Through the above steps, a semiconductor device of the present invention as shown in FIG. 1(g) is obtained.

FIG. 2 and FIG. 3(a) are patterns designed using almost the same design criteria, and the portion 35 surrounded by the two-dot chain line is one cell unit (two bits). According to this, it can be seen that the cell area has been reduced by 2 (l) (28 μm2 →
224μmz).

Note that this is only a case of using the same design criteria as above; by reducing the dimensions of each part, it is possible to realize a smaller cell area. This has the effect of making it possible to reduce the cell area by about %.

〔Effect of the invention〕

As explained above, in the present invention, the inner surface of the groove provided on the semiconductor substrate serves as an isolation insulating film between memory cells, and furthermore, two capacitive parts corresponding to 2 bits are provided inside the groove. This has the effect of making it possible to significantly reduce the planar area of the memory cell.
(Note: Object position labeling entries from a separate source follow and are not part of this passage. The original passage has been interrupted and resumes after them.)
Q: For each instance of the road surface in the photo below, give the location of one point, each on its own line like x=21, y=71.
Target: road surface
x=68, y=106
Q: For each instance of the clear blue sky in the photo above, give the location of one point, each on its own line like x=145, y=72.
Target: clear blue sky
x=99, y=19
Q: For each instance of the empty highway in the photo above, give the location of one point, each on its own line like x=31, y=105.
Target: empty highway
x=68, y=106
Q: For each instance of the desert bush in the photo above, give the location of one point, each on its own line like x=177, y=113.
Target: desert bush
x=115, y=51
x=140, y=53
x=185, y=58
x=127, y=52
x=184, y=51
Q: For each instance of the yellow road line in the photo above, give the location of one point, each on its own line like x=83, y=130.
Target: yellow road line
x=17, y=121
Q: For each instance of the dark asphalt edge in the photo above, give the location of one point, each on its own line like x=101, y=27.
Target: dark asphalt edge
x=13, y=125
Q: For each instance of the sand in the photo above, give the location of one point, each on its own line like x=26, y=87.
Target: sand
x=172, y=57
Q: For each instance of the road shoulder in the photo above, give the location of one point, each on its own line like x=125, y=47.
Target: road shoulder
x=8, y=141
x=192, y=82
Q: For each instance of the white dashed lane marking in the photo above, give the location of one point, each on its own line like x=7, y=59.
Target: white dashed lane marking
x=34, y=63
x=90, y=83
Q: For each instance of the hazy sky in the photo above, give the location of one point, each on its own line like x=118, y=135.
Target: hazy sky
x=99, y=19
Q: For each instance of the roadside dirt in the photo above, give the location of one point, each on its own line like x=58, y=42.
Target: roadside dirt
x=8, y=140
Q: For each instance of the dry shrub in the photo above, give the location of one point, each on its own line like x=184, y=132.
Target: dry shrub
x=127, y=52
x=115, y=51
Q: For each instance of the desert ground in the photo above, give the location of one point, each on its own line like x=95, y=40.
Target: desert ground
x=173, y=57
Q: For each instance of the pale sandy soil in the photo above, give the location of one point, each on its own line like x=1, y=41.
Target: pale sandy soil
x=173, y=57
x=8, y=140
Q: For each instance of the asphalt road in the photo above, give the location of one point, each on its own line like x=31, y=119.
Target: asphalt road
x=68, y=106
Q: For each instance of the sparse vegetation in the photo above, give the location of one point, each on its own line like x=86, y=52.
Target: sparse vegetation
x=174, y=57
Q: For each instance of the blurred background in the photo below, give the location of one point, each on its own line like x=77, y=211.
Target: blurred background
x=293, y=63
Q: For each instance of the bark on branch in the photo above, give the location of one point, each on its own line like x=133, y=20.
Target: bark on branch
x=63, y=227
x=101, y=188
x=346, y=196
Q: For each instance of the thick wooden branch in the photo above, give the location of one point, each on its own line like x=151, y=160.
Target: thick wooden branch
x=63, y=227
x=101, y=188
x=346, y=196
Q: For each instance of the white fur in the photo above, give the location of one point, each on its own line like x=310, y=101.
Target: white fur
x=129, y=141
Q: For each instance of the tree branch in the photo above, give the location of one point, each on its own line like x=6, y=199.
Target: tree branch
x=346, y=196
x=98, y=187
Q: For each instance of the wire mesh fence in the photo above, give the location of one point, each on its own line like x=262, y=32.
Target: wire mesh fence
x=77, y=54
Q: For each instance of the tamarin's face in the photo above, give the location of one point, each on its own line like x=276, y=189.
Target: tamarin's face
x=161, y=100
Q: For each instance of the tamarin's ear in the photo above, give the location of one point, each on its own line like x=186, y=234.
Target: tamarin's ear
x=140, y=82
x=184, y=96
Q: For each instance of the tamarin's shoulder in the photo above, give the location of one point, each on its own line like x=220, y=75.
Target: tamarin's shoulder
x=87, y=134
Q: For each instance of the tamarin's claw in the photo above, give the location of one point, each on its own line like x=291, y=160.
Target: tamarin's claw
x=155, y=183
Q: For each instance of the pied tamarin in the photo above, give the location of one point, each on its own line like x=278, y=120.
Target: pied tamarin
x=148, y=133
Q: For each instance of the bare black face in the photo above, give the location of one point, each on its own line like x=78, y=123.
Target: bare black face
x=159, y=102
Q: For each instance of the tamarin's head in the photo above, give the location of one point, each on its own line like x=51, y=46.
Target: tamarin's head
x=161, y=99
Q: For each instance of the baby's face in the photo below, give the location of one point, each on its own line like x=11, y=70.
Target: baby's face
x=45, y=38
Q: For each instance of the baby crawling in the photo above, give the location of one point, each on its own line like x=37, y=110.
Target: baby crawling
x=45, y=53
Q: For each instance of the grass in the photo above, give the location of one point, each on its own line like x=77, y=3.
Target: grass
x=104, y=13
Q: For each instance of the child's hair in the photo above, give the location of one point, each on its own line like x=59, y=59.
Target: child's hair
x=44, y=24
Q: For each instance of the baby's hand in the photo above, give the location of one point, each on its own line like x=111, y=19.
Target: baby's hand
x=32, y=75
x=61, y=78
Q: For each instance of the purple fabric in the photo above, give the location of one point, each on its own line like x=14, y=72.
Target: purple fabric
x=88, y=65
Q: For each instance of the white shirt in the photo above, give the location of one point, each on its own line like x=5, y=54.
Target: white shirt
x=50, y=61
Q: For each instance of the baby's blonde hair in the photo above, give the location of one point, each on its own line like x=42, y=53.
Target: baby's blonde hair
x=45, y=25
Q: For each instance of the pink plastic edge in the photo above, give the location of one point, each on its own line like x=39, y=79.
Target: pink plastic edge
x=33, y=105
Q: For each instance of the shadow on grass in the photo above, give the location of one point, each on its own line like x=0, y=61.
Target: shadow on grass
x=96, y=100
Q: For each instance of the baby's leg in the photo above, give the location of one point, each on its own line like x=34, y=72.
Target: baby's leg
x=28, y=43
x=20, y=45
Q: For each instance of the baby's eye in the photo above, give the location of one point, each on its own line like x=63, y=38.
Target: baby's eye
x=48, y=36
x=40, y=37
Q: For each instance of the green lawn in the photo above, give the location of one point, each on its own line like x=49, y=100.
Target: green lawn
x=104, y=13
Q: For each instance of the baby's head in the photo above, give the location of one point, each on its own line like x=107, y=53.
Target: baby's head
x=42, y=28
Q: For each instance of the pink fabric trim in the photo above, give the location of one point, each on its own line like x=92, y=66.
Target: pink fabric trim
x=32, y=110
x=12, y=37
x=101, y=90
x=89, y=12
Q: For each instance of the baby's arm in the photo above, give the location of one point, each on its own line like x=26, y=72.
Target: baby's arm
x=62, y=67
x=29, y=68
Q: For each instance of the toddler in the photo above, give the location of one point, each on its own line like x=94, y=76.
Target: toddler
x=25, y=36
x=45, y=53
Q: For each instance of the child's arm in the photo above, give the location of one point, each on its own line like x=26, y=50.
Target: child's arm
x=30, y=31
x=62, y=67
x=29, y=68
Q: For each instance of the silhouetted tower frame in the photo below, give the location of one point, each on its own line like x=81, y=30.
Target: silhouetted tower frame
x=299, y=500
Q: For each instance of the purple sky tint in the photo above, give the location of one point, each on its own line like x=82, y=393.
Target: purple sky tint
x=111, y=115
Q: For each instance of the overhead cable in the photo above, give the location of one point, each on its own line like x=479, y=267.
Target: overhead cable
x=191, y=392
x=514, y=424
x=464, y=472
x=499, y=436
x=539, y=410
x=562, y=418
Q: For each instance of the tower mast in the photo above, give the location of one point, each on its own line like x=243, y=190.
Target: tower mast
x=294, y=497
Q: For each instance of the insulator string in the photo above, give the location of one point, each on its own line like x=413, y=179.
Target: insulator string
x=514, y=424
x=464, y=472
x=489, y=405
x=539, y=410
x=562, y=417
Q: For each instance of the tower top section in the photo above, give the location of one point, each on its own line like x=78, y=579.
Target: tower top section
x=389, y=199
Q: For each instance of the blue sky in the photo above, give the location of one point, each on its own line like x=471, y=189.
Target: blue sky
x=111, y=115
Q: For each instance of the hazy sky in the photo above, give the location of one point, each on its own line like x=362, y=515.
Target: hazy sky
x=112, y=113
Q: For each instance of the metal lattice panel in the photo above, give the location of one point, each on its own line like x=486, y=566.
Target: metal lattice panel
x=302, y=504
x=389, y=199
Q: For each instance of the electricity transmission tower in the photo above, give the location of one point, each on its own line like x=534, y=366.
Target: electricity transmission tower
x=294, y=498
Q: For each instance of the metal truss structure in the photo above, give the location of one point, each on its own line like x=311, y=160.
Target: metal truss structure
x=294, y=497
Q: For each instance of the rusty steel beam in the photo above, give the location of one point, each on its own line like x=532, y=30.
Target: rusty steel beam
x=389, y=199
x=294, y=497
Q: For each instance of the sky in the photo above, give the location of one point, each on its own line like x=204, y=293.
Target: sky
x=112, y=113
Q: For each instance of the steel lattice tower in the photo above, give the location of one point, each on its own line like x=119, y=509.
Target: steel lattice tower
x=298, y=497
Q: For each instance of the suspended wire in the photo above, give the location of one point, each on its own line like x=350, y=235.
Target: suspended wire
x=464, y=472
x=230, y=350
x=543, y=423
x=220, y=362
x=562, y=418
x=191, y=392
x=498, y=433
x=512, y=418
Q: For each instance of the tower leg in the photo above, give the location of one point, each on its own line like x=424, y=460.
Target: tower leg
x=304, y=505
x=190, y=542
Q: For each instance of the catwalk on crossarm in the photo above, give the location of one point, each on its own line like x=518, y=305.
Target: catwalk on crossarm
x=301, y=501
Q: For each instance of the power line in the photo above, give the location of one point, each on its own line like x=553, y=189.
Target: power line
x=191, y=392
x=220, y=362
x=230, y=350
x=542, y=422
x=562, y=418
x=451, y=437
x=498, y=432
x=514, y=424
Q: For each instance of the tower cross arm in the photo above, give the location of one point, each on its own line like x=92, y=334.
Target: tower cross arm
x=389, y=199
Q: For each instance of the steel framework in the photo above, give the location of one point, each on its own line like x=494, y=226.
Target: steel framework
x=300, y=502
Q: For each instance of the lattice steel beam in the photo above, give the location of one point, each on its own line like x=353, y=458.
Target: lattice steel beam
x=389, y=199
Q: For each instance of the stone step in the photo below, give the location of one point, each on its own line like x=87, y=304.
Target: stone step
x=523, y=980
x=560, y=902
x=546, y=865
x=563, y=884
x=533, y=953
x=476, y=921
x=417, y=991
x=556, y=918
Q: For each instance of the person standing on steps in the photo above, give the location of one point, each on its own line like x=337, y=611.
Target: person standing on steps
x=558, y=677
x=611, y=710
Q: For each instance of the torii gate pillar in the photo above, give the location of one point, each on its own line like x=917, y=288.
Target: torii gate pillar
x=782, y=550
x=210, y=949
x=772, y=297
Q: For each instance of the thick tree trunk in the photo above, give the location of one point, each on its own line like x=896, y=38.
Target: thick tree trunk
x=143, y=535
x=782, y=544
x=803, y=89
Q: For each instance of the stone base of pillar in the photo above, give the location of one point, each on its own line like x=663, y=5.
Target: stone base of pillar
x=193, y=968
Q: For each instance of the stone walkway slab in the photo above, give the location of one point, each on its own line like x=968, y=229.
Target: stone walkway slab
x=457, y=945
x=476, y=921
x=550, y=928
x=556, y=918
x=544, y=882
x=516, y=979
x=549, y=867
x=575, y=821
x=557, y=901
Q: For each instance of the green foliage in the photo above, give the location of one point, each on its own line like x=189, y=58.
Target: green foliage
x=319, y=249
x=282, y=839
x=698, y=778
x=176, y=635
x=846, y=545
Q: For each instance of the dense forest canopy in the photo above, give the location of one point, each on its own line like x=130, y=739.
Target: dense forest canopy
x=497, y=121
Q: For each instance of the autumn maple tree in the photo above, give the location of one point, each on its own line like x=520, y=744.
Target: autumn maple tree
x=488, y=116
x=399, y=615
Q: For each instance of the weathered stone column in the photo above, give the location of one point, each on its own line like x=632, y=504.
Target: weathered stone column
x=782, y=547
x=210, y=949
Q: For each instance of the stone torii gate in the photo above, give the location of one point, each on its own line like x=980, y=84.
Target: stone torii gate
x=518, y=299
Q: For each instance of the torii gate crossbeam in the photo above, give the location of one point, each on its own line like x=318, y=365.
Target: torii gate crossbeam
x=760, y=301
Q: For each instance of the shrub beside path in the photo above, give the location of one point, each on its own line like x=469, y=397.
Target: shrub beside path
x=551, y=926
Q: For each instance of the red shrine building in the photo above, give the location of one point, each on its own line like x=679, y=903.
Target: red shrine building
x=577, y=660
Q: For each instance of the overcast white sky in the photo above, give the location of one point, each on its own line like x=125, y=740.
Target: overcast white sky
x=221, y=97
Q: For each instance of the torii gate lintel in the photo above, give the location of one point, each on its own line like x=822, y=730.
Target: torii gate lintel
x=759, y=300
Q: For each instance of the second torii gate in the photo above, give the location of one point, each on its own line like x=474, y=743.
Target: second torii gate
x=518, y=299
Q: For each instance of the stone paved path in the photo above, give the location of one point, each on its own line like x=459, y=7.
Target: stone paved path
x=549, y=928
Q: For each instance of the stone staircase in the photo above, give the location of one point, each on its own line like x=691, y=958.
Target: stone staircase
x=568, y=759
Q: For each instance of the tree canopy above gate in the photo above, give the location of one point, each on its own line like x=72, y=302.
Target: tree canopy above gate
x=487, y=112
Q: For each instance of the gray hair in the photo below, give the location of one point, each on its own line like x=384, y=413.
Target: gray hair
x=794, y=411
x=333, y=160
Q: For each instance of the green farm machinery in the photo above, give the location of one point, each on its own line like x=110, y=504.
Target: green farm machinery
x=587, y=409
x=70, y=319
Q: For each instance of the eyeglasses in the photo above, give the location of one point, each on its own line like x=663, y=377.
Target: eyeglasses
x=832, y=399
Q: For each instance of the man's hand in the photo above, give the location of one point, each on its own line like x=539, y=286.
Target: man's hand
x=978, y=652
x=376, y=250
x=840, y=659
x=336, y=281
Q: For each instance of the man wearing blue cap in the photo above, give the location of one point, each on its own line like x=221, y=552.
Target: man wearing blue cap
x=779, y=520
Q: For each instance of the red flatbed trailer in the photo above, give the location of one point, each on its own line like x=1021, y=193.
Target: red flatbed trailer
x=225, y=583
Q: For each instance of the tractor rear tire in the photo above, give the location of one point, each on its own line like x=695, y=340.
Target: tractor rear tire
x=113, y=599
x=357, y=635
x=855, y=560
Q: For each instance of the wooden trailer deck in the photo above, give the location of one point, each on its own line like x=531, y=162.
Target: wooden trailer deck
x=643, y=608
[Brief explanation of drawings]

FIGS. 1(a) to (2) are cross-sectional views shown in the order of steps for explaining a manufacturing method according to an embodiment of the present invention, FIG. 2 is a plan view of FIG. 1(2), and FIG. a) and (b) are a plan view and a cross-sectional view of an example of a conventional semiconductor device. 1... P-type silicon substrate, 2... Insulating film, 3... First conductor layer, 4... First dielectric layer, 5... Second conductor layer, 6...
...Second dielectric layer, 7...Third conductor layer, 8...Oxide film, 9...Gate electrode, IO... ...N-type first region, 11...N
Mold second region, 12... Interlayer insulating film, 13...
...Data line, 14...Protective film, 22.
...Filled oxide film, 23...N-type conductor layer, 24...Dielectric layer, 25...Capacitor electrode.

Claims (1)

[Claims] a groove provided in a semiconductor substrate of one conductivity type; an insulating film provided on the inner surface of the groove and serving as an insulation isolation region; and a first conductive layer provided on the insulating film and serving as an electrode of a capacitive part. ,
a first dielectric layer provided on the first conductor layer;
a second conductive layer serving as a constant potential capacitor electrode provided on the first dielectric layer; a second dielectric layer provided on the second conductive layer; A semiconductor device comprising: a third conductor layer provided on the dielectric layer and serving as an electrode of a capacitor section.